A Bayesian analysis of human decision-making on bandit problems

https://doi.org/10.1016/j.jmp.2008.11.002Get rights and content

Abstract

The bandit problem is a dynamic decision-making task that is simply described, well-suited to controlled laboratory study, and representative of a broad class of real-world problems. In bandit problems, people must choose between a set of alternatives, each with different unknown reward rates, to maximize the total reward they receive over a fixed number of trials. A key feature of the task is that it challenges people to balance the exploration of unfamiliar choices with the exploitation of familiar ones. We use a Bayesian model of optimal decision-making on the task, in which how people balance exploration with exploitation depends on their assumptions about the distribution of reward rates. We also use Bayesian model selection measures that assess how well people adhere to an optimal decision process, compared to simpler heuristic decision strategies. Using these models, we make inferences about the decision-making of 451 participants who completed a set of bandit problems, and relate various measures of their performance to other psychological variables, including psychometric assessments of cognitive abilities and personality traits.

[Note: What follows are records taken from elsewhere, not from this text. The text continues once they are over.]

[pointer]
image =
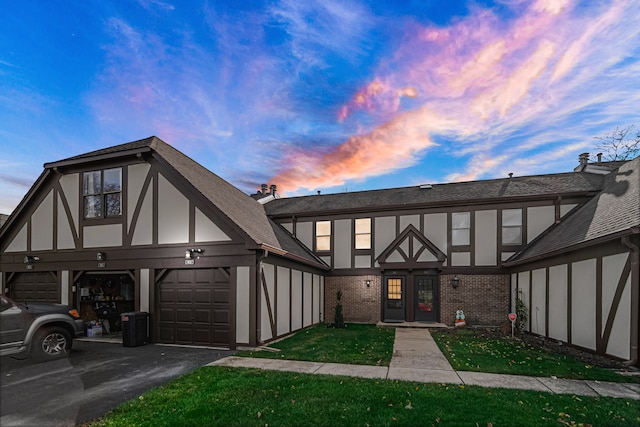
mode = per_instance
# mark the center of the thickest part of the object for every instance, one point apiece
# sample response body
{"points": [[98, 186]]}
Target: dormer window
{"points": [[323, 236], [102, 193], [363, 233]]}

We find clear evidence of individual differences in the way the participants made decisions on the bandit problems, and some interesting correlations with measures of general intelligence.

Introduction

Imagine you are staying in an unfamiliar city for a few weeks, and are consigned to eat alone each evening. There are a number of Chinese restaurants, all with essentially the same menu, and all within a short walk of your hotel. Each menu is cheap enough (or your expense account is large enough) that whether the meal is ‘good’ or ‘bad’ acts as the sole criterion for choosing one restaurant over the other.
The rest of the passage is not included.